顧夫人抬手,讓禪房裡伺候的下人都退出了屋外,然後才道:「那長清是你親哥哥,你打心裡敬重你哥哥,你又怎會與行兒那不像樣的那樣,想出那種荒唐的法子來誤導我。但若是不與你明說,他又怎麼能讓你與他配合來瞞著我,讓我以為你們二人成婚後久久未圓房。」
她又不是那種不講理的婆婆。那種婆婆一旦知道兒子是有心算計自己,才讓自己接受了兒媳後,就懷疑是兒媳唆使的。
她看得透徹,這定然是她那親兒子自己的主意。
蘇蘊想起先前與顧時行在再次成親後,晚間顛鸞倒鳳,白日卻裝作無事發生的事情被母親看破了,面色暗暗的發燙了起來,有些羞臊。
顧夫人笑了笑:「你呀,就莫羞了,都是當娘親的人了,總歸我得好好懲戒一下那渾小子,不然他還以為我慣著他,我還沒脾氣呢。」
蘇蘊琢磨了一下,問:「母親想怎麼懲戒?」
顧夫人朝著兒媳溫柔地笑了笑:「你陪我在金月庵再住兩日。」
不過一宿,兒子第二早就急急尋來了,看來是真的不習慣妻子外宿。既然如此,那她就帶著兒媳在金月庵再多住兩日,讓他多守兩宿的空閨,好好地磨一磨他。

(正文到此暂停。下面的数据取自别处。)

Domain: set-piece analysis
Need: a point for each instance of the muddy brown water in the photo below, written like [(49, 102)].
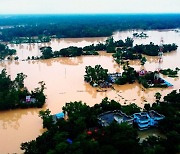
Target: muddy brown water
[(65, 83)]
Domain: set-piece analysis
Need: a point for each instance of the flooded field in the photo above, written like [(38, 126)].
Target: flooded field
[(64, 82)]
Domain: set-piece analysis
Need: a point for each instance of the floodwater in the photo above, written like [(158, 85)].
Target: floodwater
[(65, 83)]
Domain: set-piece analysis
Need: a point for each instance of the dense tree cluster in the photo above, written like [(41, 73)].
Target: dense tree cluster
[(169, 72), (5, 51), (13, 93), (81, 133), (71, 136), (63, 26)]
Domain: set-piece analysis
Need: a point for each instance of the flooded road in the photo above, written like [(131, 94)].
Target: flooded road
[(64, 82)]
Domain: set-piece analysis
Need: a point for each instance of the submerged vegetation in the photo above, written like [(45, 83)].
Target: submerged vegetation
[(123, 50), (169, 72), (99, 76), (81, 132), (13, 93), (71, 26), (5, 51)]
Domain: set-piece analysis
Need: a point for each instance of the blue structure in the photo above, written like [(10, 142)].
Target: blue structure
[(166, 83), (145, 120), (113, 76), (105, 119), (58, 116)]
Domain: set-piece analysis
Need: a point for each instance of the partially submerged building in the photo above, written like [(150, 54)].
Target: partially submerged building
[(105, 119), (145, 120)]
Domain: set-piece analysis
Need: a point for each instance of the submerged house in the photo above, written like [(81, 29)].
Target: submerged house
[(105, 119), (58, 116), (30, 99), (145, 120), (113, 76)]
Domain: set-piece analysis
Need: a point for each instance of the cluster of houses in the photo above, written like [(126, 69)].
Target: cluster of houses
[(30, 99), (156, 80), (112, 77), (144, 120)]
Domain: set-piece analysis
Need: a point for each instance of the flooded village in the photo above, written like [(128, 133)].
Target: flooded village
[(64, 79)]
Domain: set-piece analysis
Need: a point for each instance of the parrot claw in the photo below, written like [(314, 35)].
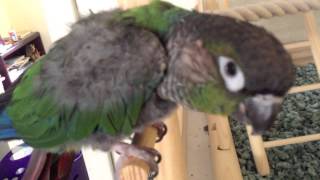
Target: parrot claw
[(162, 130), (127, 151)]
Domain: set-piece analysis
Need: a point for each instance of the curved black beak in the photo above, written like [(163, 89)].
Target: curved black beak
[(260, 111)]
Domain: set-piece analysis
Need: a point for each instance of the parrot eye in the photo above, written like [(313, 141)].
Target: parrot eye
[(231, 74)]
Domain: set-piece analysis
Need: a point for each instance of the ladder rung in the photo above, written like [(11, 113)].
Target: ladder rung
[(303, 88), (293, 140), (297, 46)]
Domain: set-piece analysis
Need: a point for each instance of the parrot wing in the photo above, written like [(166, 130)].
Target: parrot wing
[(95, 79)]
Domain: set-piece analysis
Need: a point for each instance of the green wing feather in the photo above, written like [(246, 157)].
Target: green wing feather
[(44, 122)]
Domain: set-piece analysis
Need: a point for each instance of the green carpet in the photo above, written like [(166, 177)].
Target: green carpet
[(300, 116)]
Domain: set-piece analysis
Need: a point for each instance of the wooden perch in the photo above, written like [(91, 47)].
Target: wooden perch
[(223, 153), (136, 169), (173, 164)]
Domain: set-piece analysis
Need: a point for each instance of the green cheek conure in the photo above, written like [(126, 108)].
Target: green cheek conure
[(119, 71)]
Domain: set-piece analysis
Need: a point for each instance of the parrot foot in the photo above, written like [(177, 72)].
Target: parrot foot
[(127, 151), (162, 130)]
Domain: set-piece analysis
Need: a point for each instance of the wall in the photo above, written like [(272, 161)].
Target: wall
[(4, 19), (51, 18), (28, 16)]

話說完,她有磋磨的兒子想法的時候,兒子就已經到了禪房外。
顧時行從外走近,許是雙腿還全未恢復,所以行走得有些緩慢,入了禪房,望了一眼站在桌旁的妻子,然後收回目光,看向自己的母親,略一躬身,拱手請安:「母親金安。」
顧夫人卻忽然一笑:「還金安呢,我一點都不安心。」
顧時行輕呼了一息,然後徑直上前,站到圓桌旁,倒了一杯茶水。
茶水倒好,一手執著茶水,一手撩袍朝著母親跪了下來,雙手奉上茶:「孩兒先前多有胡鬧,請母親見諒。」
顧夫人原本還想磨他個幾日,誰曾想這才第二日一早,他就意識到自己犯了何錯,且來認錯了,態度還這麼的誠懇。

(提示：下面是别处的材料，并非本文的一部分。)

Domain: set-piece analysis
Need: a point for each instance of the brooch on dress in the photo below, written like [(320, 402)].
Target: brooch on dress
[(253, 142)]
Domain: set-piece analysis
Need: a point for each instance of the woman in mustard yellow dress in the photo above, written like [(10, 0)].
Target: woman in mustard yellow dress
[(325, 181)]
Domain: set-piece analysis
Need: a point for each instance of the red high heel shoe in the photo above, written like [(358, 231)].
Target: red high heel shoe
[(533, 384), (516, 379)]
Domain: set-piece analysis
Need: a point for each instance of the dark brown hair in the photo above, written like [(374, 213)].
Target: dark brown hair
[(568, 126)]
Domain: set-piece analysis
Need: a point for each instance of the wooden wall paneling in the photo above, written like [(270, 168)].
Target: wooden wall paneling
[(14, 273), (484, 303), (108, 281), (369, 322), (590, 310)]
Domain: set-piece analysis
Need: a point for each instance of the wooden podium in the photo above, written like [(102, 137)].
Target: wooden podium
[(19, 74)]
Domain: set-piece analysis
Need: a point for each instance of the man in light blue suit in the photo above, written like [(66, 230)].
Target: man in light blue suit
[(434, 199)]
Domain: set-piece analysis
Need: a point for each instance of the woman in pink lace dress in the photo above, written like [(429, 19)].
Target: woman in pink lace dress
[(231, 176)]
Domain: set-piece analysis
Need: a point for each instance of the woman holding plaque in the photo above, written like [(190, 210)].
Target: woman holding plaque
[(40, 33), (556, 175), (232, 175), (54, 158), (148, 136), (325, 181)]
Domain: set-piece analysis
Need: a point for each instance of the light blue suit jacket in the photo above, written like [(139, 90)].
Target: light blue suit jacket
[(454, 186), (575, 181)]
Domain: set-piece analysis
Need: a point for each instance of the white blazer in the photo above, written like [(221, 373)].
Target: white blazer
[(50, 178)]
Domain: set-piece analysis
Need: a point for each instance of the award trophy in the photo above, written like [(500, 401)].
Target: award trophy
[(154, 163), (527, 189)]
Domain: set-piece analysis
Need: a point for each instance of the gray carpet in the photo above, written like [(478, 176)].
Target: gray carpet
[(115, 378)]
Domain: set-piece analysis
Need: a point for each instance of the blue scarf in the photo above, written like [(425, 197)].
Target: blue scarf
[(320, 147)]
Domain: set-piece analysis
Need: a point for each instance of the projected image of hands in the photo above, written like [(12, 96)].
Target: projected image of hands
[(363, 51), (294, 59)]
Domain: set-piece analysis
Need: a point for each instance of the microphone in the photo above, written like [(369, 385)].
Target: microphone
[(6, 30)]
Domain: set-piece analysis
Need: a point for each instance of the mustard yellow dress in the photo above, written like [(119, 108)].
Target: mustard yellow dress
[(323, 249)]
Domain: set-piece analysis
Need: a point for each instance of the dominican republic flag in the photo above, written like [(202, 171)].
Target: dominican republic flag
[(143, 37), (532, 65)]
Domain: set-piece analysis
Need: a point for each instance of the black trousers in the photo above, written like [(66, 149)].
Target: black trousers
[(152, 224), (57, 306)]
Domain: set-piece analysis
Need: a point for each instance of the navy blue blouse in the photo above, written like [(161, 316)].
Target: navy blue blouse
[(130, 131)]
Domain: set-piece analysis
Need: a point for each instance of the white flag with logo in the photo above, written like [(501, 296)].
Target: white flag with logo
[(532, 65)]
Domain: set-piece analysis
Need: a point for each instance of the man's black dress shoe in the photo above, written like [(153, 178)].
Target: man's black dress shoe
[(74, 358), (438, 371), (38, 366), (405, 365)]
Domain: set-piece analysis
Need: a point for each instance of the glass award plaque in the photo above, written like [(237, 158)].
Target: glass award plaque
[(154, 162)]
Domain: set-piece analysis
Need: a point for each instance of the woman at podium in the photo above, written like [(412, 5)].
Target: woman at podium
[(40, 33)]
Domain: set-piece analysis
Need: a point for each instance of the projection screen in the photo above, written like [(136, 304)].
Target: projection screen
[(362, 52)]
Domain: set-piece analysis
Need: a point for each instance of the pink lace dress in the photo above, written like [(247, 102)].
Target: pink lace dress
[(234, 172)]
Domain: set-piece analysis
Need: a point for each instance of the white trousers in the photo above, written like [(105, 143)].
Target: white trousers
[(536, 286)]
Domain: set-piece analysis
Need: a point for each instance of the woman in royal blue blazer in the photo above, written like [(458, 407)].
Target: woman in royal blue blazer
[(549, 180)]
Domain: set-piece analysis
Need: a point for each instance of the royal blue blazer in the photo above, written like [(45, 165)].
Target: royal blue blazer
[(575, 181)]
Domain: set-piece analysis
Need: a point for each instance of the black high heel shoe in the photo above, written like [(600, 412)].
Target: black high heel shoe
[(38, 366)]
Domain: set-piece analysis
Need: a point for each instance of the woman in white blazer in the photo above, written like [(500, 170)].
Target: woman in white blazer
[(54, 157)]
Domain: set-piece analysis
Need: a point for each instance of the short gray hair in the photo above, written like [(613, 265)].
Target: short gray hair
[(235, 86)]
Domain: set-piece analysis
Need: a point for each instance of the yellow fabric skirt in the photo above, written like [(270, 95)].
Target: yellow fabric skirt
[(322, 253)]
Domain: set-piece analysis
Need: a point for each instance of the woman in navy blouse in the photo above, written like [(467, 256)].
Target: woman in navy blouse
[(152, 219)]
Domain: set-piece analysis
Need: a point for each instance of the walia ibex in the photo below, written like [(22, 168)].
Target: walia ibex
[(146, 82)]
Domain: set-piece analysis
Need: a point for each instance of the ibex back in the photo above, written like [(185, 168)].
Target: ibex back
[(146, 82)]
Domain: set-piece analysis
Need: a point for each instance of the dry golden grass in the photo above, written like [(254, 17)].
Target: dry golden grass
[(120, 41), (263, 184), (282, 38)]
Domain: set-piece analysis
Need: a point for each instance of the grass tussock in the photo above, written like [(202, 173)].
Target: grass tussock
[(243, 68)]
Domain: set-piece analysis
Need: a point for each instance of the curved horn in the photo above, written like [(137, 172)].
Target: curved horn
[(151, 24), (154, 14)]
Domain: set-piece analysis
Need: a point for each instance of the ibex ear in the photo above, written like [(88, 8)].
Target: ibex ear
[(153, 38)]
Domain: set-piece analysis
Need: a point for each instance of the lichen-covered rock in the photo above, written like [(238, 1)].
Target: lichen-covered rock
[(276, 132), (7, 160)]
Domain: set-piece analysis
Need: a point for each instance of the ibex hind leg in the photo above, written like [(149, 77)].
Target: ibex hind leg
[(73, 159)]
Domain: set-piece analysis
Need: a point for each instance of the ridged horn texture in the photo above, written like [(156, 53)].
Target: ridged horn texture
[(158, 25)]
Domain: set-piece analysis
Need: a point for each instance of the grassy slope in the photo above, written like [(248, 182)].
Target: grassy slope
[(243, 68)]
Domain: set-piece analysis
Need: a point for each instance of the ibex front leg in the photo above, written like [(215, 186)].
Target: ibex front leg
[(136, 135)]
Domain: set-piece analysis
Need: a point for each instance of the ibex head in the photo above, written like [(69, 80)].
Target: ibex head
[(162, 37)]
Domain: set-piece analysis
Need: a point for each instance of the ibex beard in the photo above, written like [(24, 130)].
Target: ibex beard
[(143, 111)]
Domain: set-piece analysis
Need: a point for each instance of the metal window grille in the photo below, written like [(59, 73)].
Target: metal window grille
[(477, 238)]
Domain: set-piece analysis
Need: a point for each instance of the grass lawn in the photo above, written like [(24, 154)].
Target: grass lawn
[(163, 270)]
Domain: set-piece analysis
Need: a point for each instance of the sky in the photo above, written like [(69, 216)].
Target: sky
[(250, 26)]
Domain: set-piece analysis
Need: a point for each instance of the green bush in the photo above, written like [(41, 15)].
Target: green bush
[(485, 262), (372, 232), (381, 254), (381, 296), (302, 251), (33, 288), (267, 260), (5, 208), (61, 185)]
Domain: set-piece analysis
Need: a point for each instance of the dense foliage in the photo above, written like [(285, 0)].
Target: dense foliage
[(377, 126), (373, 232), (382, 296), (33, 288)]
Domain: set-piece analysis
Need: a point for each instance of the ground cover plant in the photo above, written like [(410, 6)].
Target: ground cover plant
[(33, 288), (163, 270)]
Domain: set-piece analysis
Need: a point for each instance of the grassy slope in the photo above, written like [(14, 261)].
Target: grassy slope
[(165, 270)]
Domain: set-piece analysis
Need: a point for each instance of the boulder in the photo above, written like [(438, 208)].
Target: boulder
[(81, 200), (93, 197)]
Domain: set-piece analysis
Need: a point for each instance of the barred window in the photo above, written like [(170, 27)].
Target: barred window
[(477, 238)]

顧夫人沉默了幾息,把茶水接過,意思意思的飲了一口,然後抬眼望了兒子一眼,輕飄飄地道:「你趕緊起來,雙腿才剛可以下地走路就這麼跪著,你是打定主意我心疼你才跪的是不是?」
「孩兒不敢。」顧時行說罷,隨即扶著桌子要起來。
蘇蘊上前扶著他站起。
看他這樣,顧夫人雖然還有氣,但還真的是心疼了。
看他站了起來,冷聲道:「坐下來,用早膳。」
顧時行應了一聲「是」,坐下陪著母親與妻子用了早膳。
等用完了早膳,才問:「母親何時回去?」
顧夫人斜睨了他一眼,道:「怎麼,就這一日就忍不了了?既然忍不得,就該知道誆騙我是什麼後果,你那般誤導我,這心也是夠黑的,連親生母親都誆騙。」
顧時行微微低頭:「是孩兒錯了。」
沒有一句辯解,只要提起這件事就態度誠懇的認錯,讓人實在不知道說他些什麼好。
顧夫人輕「哼」了一聲,道:「不著急,我與阿蘊住兩日再回去。」
顧時行正欲說些什麼,顧夫人睨了他一眼:「你要是著急,我就多住幾日。」
顧時行聞言,與蘇蘊相視了一眼。
蘇蘊對他微微搖了搖頭,然後道:「我便陪母親在這多住兩日吧。」
不住這兩日,婆母也不會消氣。
顧時行也無奈。看母親現在的樣子,也只能如此了,看來自己還得孤枕難眠兩個晚上。